Weird & Wonderful Pets From History - Fun Facts For Kids
Updated: Feb 13
April is National Pet month in the UK and to celebrate, we’ve put together a list of famous pets from history. From the bizarre to the brave, the outlandish to the alarming, the faithful to the ferocious, we’ve got everything in this list of history’s best and most treasured domesticated creatures.

Scrub-A-Dub-Dub, Alligators In The Tub:
John Quincy Adams was the sixth president of the United States of America between 1825 and 1829. He famously received a number of exciting gifts from Marquis de Lafayette, a French military officer who fought in the American Revolutionary War. Amongst these gifts was a pet alligator!
President Quincy Adams is said to have kept the alligator in a bathroom in the White House for a time. Why? Well, it was probably the safest place to house the alligator so it didn’t nibble on anyone. But the president claimed he kept it there so he could scare his guests with it!

Who Says Cats Hate Water?:
This black and white feline, originally called Oscar, had his name changed to “Unsinkable Sam”. Why? He survived the sinking of not one, not two, but three ships during World War 2!
The three ships all sank within the same year (talk about rotten luck!). The German battleship Bismarck sank in May 1941, the British destroyer Cossack sank in October 1941 and British Aircraft Carrier HMS Ark Royal sank in November 1941.
And the most impressive part of the story? Unsinkable Sam survived the demise of all three ships without a single injury. Though I bet he was pretty grumpy about the whole thing. Especially as it must have left him with just six lives left out of his original nine.

Hot On His ‘Eels:
Lucius Licinius Crassus (try saying that name 5 times fast!) was a Roman lawyer and politician. And like many of those featured on this list, he had a liking for unusual pets. Crassus liked eels. In fact, he didn’t just like them, he LOVED them. Crassus is said to have kept a pet eel in a fish pond and would occasionally decorate the eel with necklaces and earrings.
Crassus was so distraught when his pet eel died that he held a funeral service for the deceased fish. And for those of you who were wondering (I was), an eel is a fish, not some sort of creepy swimming snake. Who knew? I also learned that electric eels aren’t actually considered to be a real type of eel (how eel-itist! Get it? Elitist? Eel-itist? Okay, nevermind).
What’s really mind-blowing is that Crassus wasn’t the only Roman to own a pet eel! Although he was probably the only one to adorn his eel with jewellery.

Put that Lobster on a Leash:
Gérard de Nerval was a French Romantic poet and writer who lived in the 1800s. He gained a reputation as a bit of an eccentric when he started walking his pet around the Palais Royal Gardens, a public park in Paris, on a blue silk leash.
But it wasn’t the colour and material of the animal’s leash that drew attention from the people of Paris. Instead, it was the animal itself. You see, Gérard didn’t walk a dog on a leash through the park – he walked his pet lobster, called Thibault!

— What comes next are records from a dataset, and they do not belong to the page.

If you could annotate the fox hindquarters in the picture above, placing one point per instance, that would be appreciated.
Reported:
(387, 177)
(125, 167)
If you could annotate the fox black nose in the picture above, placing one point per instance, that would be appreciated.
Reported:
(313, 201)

He claimed the lobster made a better pet than a dog because it didn’t bark. What an unusual sight that would have been!

They “Bearly” Made It:
As an adult, Lord Byron may have been best known for his poetry and the many scandalous love affairs that seemed to follow him around. But in his younger years, he was better known for a different sort of scandal that accompanied him everywhere – his pet bear.
When Byron attended Trinity College, Cambridge in 1805, he was told that pet dogs and cats were banned by the college. In protest of these old-fashioned rules, Byron bought himself a pet bear, claiming there was nothing in the college rules stopping him from having the bear. And he was right. Equally, there was nothing in the college rules stopping him from having a pet mouse, or a pet rabbit, or a pet parrot either, but Byron wasn’t one for doing things by halves!